Riduzione del metano prodotto dalle fermentazioni ruminali dei carboidrati strutturali

di Mauro Antongiovanni
  • 04 May 2022

Il metano è, senza dubbio, uno dei più potenti gas serra, dato che il suo contributo al fenomeno del riscaldamento globale vale circa 20 volte quello dell’anidride carbonica e che necessita di tempi lunghi per essere riossidato a CO2 in atmosfera.
Le fonti di metano sono sia naturali (paludi, risaie, meteorismo digestivo degli erbivori), sia antropiche (estrazione, trasporto e distribuzione del gas, estrazione del carbone).

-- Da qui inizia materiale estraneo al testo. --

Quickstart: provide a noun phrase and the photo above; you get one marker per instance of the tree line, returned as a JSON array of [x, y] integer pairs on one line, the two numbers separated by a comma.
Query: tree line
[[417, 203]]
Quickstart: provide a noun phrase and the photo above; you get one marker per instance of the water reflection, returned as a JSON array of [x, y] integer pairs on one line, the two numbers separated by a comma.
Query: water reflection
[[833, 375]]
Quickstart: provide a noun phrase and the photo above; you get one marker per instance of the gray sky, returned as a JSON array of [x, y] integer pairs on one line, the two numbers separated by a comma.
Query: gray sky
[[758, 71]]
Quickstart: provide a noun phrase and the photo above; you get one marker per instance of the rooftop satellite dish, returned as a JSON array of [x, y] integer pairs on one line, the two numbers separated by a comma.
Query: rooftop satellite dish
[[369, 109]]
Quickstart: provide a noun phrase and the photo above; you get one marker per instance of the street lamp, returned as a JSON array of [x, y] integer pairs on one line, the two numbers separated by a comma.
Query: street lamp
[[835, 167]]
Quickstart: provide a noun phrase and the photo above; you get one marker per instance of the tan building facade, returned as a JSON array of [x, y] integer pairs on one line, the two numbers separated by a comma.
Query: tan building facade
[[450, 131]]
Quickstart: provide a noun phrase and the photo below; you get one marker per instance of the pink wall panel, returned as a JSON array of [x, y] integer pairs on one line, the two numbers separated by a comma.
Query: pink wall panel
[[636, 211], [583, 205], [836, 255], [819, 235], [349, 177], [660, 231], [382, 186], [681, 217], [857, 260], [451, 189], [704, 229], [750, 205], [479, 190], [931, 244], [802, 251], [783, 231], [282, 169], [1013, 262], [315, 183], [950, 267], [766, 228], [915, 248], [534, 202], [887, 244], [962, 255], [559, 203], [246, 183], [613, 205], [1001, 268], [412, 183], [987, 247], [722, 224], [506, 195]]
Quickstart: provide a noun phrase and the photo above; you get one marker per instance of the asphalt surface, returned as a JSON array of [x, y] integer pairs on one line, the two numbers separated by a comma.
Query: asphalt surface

Per quanto riguarda le fermentazioni digestive dei carboidrati strutturali (fibra), i ruminanti sono gli erbivori che producono le maggiori quantità di metano. Secondo stime recenti i soli ruminanti domestici rilasciano oltre 100 Giga tonnellate di CH4 l’anno. Tanto che molte sono le proposte avanzate in questi ultimi anni per contenere la produzione di metano da parte dei ruminanti: da quella di eliminare fisicamente tutti i ruminanti dalla faccia della terra a programmi di formulazione di diete meno “metanogene”, all’impiego di additivi chimici che interferiscono con le vie metaboliche digestive dei carboidrati strutturali.
Fra questi si segnala il 3-nitroossipropanolo (3-NOP), che riduce la produzione di metano del 22-35%, senza deprimere le prestazioni produttive, sia in termini di accrescimenti che di quantità e qualità del latte (Hristov et al., Proc. Natl. Acad. Sci. USA. 2015. 112(34): 10663–10668). 
Facendo seguito a una richiesta specifica della Commissione Europea, sulla base dei dati scientifici disponibili l’Autorità Europea per la Sicurezza Alimentare (EFSA) ha fornito un giudizio abbastanza vago, affermando che la dose consigliata di 60 mg di 3-NOP per kg di sostanza secca nella dieta delle vacche da latte “non è preoccupante” (no concern for consumer safety) nei riguardi della salute dei consumatori e della sicurezza dell’ambiente. Ma che, comunque, è dannoso per gli operatori perché irritante per la pelle, per gli occhi e per le prime vie respiratorie. Riguardo poi alla genotossicità, non se ne sa praticamente niente.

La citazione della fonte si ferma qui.